By 2001, the school officially sold all but 150 acres to Chester County, West Whiteland Township, and a few real estate developers. (Farming was phased out in the early 1980s.) More than 700 acres of former CFS land is now utilized as open space in the form of Exton Park.
“Our Board of Directors did an excellent job coming up with a project acceptable to the public and sensitive to community needs,” Fanelli said.
In turn, the school was able to create a sizable endowment that helps to sustain the mission.
“The timing of the conversion of our land to an endowment portfolio was quite fortunate,” Fanelli said. “Capital markets were strong and real estate values were high at the time.”
Other projects Fanelli has spearheaded during his tenure include the design and construction of a campus-wide network and implementation of administrative support software system in the early 1990s. This conversion from manual systems to state-of-the-art electronic technologies transformed the boarding-day campus into a modern “connected learning community” before networked resources came into fashion.
“My hope was that we would become a thought leader in the use of instructional technology and portable computing, resulting in greater awareness of the school and its incredible mission,” Fanelli said.
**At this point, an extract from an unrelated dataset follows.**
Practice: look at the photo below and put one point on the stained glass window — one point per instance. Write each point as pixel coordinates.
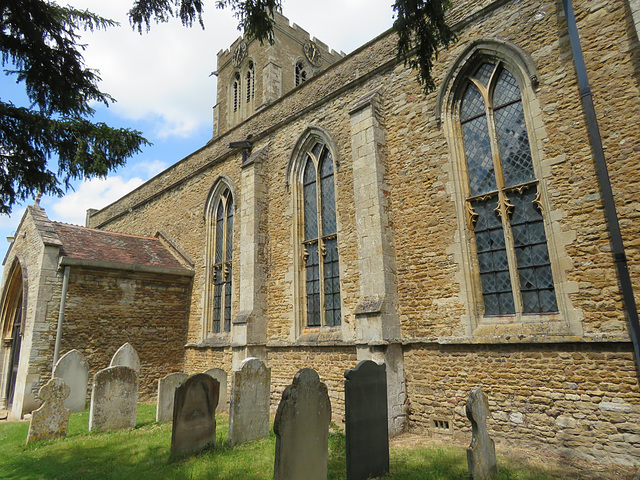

The Golf Classic was created in 2002 as an effort to build on a need for community awareness and support and to publicly recognize the many corporate friends supporting the mission.
“Everyone participating in the Classic is a winner,” said Fanelli. “There was a great feel of fun and celebration of a very worthy cause at the first event. The Classic has become one of the school’s signature fundraisers, along with its spring Gala.”
When The Reverend Edmund Sherrill came aboard as Head of School in 2009, he had a deep interest in conservation and reconnecting Church Farm School with its land. At a conference in Boston, Fanelli discussed solar energy with some peers. In 2011, he led the school’s efforts to pursue energy conservation and a leadership role in environmentally sustainable programs by engaging PAISBOA (Philadelphia Area Independent School Business Officers Association) members/partners to assist with the construction of a five-acre solar farm on the campus.
The solar farm continues to power more than 90 percent of CFS’s energy needs with cheaper, cleaner energy.
As he prepares to leave CFS after more than three decades, Fanelli says he feels strongly that the school is in a great position for expanding its program and impact. That he contributed as a supporting resource to the school’s many young men is a source of great pride.
“The satisfaction of contributing to the mission, even in an indirect way, has been incredible beyond words,” said Fanelli. “I’ll miss it immensely.”